Two Democrats seized on the findings of a scientist who reversed his position on global warming to lash out at Republican skeptics and call for prompt action to prevent what one of them called “potentially devastating climate change.’’
Rep. Henry Waxman, D-Calif., criticized House Energy and Commerce Committee Republicans for not responding to his requests for a hearing on the study led by Richard Muller, a physicist who had previously expressed concerns about possible biases in key temperature data. Committee Republicans have repeatedly suggested that the science on climate change isn’t settled.
“When a prominent climate skeptic publishes a study determining that global warming is real, that is information that members of Congress need to hear,” Waxman, the committee’s top Democrat, said at a Capitol Hill briefing featuring Muller and other climate scientists. Waxman, whose Democrats are in the minority in the House, was joined by Rep. Ed Markey, D-Mass., the top Democrat on the House Natural Resources Committee.
Muller, a physicist at the University of California, Berkeley, said the study examined 1.6 million surface temperature measurements from nearly 40,000 monitors. The results, he said, addressed his concerns that temperature recordings were unreliable and confirmed that “global warming is real.”
Waxman also pointed to a report from the International Energy Agency, an intergovernmental organization that said society may have just five years to act before “potentially devastating climate change becomes irreversible.”
“If we fail to act, future generations will never understand why we squandered a shrinking opportunity to protect the planet,” Waxman said.
Charlotte Baker, spokeswoman for Republicans in charge of the House Energy and Commerce Committee, said GOP members already have held a hearing this year on climate science and are now focusing “on creating jobs and promoting common-sense solutions that protect both the environment and the economy.”
Muller’s study doesn’t address whether humans are causing global warming. But two other scientists at the briefing, Bill Chameides of Duke University and Ben Santer of Lawrence Livermore National Laboratory, strongly affirmed the viewpoint of nearly all climate scientists that since 1950, humans very likely have caused most of the observed global warming.

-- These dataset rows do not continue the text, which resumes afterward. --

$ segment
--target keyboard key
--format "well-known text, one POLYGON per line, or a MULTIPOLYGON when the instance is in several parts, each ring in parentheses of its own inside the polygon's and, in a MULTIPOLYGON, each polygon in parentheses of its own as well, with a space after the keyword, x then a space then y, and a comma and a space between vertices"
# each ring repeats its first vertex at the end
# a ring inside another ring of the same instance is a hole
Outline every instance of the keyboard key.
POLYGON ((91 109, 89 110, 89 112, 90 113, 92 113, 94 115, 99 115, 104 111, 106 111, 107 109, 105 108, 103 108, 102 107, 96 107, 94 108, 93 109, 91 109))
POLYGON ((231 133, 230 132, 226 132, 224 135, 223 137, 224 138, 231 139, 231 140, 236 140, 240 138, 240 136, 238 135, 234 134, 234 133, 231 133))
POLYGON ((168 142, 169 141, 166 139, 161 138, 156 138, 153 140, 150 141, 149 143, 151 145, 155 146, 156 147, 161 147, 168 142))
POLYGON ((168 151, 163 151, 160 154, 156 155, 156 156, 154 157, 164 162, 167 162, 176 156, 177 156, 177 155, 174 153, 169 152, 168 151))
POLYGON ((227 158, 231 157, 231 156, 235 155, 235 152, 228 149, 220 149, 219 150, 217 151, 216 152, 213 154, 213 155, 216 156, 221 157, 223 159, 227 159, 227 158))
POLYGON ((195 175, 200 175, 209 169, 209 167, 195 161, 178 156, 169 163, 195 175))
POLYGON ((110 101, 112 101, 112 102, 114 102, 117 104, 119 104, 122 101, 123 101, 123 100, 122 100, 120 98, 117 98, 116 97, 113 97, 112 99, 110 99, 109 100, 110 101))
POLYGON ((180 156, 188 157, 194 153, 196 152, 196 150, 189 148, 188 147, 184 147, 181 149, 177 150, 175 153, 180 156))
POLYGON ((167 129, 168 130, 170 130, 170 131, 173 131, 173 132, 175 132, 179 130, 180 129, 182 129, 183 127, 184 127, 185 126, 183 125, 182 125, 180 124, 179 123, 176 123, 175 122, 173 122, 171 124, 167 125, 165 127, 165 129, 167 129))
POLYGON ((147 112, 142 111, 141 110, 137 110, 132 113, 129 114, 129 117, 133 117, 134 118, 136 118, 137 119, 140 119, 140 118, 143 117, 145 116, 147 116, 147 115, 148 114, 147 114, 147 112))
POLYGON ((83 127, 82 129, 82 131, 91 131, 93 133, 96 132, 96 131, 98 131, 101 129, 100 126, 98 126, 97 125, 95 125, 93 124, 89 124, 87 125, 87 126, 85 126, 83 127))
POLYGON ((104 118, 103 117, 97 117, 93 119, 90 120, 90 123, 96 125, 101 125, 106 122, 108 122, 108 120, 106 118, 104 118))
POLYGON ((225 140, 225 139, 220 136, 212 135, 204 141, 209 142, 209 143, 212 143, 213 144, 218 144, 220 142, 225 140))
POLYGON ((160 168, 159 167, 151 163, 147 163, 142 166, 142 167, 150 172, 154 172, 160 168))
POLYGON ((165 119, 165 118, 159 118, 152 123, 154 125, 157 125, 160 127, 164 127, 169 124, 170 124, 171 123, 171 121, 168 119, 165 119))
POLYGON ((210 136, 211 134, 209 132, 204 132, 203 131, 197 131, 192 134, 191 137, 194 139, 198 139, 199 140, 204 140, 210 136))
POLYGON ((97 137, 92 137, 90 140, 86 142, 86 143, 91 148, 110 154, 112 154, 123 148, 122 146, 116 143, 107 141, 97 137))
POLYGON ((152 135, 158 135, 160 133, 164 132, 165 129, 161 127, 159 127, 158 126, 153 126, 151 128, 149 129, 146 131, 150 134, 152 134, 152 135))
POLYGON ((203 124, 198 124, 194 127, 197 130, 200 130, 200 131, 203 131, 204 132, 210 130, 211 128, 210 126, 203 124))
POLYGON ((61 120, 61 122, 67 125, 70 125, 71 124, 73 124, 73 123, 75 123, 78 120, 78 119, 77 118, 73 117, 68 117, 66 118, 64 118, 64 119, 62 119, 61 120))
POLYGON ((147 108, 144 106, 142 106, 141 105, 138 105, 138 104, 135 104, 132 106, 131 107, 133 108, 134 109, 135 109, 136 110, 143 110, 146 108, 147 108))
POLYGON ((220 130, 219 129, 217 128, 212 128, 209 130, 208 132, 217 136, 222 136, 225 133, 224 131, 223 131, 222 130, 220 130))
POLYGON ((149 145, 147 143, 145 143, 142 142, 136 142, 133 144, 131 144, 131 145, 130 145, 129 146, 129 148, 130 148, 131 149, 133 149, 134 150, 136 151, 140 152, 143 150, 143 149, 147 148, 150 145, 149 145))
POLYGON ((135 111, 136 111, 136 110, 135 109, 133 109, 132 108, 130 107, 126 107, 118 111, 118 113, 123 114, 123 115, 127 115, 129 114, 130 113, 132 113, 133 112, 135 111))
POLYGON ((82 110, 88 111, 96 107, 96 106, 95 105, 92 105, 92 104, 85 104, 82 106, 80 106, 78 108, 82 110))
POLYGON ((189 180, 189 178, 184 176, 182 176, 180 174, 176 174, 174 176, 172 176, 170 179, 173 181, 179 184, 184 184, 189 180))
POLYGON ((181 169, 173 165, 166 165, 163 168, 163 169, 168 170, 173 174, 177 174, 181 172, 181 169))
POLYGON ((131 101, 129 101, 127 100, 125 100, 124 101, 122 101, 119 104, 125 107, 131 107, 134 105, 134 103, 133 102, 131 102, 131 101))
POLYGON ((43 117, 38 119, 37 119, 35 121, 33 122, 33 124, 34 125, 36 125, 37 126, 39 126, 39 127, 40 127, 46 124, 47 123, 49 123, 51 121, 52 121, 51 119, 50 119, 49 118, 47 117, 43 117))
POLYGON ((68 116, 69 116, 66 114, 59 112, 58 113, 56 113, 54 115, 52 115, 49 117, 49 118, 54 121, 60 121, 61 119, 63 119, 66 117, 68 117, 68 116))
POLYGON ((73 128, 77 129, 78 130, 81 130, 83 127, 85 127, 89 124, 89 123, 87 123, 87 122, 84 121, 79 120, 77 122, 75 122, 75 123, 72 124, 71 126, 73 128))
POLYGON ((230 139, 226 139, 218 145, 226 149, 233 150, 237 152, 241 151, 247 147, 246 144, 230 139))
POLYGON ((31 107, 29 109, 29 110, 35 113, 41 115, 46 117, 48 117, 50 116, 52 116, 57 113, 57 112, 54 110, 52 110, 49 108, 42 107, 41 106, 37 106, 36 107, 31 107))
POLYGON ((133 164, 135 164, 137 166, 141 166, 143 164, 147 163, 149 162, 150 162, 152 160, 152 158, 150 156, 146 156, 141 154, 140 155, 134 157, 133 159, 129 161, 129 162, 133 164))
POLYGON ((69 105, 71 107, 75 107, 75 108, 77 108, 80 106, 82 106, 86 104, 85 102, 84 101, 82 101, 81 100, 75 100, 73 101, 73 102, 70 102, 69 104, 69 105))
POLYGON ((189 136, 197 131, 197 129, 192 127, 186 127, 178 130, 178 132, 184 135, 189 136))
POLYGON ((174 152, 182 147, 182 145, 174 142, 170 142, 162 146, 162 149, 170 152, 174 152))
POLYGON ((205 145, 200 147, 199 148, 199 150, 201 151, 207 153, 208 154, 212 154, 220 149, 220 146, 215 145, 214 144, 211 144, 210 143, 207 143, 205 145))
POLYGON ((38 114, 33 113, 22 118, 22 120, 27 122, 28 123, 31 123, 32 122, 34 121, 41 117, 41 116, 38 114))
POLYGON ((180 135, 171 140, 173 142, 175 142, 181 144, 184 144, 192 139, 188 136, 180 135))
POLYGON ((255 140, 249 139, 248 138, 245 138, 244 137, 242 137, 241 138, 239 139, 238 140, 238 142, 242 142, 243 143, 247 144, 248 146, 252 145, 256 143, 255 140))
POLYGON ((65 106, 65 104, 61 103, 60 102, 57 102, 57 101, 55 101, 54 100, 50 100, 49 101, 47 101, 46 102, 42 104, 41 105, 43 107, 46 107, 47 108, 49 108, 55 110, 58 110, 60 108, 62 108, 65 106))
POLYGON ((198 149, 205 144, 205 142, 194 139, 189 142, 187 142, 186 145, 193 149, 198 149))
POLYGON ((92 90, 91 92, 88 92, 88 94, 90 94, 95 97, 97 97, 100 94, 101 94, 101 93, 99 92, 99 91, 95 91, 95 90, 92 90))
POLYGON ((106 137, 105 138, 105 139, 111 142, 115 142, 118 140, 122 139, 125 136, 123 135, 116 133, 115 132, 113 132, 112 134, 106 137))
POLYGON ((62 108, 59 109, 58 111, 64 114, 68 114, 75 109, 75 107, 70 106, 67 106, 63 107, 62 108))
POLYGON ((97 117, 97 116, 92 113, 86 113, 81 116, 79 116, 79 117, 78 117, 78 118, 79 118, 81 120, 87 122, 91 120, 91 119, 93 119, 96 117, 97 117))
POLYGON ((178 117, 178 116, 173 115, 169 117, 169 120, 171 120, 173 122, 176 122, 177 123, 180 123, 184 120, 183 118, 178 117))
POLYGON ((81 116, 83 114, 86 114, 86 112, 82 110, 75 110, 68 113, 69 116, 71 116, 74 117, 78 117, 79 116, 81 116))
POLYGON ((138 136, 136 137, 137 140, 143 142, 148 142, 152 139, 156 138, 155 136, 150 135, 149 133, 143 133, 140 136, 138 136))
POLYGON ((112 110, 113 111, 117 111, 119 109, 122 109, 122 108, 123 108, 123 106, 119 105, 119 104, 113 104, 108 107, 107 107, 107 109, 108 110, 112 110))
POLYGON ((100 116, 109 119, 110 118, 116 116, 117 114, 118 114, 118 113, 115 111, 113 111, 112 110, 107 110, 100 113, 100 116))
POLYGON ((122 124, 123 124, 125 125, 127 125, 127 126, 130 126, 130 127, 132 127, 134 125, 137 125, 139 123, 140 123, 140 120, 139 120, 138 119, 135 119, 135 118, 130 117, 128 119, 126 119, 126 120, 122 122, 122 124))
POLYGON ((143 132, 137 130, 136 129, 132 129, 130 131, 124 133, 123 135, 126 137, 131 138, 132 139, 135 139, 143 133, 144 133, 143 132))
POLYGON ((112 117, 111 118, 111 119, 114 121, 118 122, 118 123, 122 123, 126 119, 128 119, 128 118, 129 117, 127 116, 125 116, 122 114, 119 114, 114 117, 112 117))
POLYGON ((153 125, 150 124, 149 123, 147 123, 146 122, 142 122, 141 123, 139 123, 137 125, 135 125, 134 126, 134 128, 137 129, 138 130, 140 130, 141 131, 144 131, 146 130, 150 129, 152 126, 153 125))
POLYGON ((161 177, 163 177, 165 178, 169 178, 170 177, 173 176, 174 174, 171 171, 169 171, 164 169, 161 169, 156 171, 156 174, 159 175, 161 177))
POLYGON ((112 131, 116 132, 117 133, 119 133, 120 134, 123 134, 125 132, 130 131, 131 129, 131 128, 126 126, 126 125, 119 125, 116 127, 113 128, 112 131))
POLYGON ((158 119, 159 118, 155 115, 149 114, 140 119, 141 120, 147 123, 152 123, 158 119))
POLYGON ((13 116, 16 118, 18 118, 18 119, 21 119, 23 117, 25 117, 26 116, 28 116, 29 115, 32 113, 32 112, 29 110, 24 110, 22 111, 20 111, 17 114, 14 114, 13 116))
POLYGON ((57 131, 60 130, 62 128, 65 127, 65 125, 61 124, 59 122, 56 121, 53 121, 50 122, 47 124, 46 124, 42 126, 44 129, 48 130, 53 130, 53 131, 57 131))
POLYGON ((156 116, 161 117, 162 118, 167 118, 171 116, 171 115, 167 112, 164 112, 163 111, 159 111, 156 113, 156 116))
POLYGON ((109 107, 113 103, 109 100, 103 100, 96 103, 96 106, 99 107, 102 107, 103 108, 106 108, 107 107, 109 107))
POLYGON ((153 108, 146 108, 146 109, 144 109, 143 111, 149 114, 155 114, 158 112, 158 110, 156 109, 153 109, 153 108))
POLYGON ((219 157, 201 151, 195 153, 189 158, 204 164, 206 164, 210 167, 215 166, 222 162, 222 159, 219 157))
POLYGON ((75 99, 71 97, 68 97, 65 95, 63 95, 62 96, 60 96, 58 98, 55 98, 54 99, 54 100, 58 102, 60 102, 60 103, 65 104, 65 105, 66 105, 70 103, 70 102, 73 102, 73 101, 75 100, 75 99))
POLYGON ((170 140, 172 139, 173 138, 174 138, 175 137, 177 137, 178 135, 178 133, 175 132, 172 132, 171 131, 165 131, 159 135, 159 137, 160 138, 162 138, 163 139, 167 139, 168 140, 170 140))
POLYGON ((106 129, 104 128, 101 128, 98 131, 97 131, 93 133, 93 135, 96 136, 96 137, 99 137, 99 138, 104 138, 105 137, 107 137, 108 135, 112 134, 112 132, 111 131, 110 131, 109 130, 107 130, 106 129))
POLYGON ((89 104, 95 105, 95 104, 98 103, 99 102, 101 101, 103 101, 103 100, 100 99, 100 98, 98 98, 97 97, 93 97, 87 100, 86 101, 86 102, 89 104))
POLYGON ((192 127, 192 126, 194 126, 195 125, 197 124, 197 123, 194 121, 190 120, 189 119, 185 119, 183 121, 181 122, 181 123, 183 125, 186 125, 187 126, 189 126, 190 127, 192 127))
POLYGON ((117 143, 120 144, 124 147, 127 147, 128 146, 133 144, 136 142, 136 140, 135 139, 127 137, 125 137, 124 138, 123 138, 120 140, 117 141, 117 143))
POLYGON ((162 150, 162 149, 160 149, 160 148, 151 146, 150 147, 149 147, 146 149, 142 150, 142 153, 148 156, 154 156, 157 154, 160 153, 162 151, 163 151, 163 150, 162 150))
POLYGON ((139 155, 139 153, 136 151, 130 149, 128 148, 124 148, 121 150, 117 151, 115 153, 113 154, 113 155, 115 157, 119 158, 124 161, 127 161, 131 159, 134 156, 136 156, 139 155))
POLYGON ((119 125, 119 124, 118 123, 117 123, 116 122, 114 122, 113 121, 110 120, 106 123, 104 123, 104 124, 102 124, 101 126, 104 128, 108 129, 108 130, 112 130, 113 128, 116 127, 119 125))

Santer denied that climate scientists have ignored skeptics’ claims that natural forces have caused the warming. He said scientists “routinely consider alternative hypotheses and whether they fit.”
“The bottom line in each case is that natural causation alone cannot explain the increase we see,” Santer said.
And while some uncertainty exists over the risks posed by climate change, “uncertainty is not a reason for inaction,” Chameides said. “To the contrary, it can be an important reason for action.”
Waxman said that among the risks posed by continued warming, one of the most serious is a likely increase in the number and severity of extreme weather events.
Climate advocates raised the same concerns in a separate phone briefing Monday, citing record droughts in Texas and flooding in the Midwest.
But Muller said in an interview that some extreme events may increase while others may decrease. “I think we don’t know yet whether the observed global warming is leading to one or the other,” Muller said.
Some of the most intense action on climate change and resulting extreme weather events is occurring on the local level, said Brian Holland of Local Governments for Sustainability, a coalition of local governments seeking to address climate change in their communities.
“Concern for future extreme weather hazards is a driver of climate preparedness in American communities,” Holland said in the phone briefing.
In preparing for the effects of climate change, society should make sure to tie in greenhouse-gas emission reductions, or else adapting will become even harder, Holland added.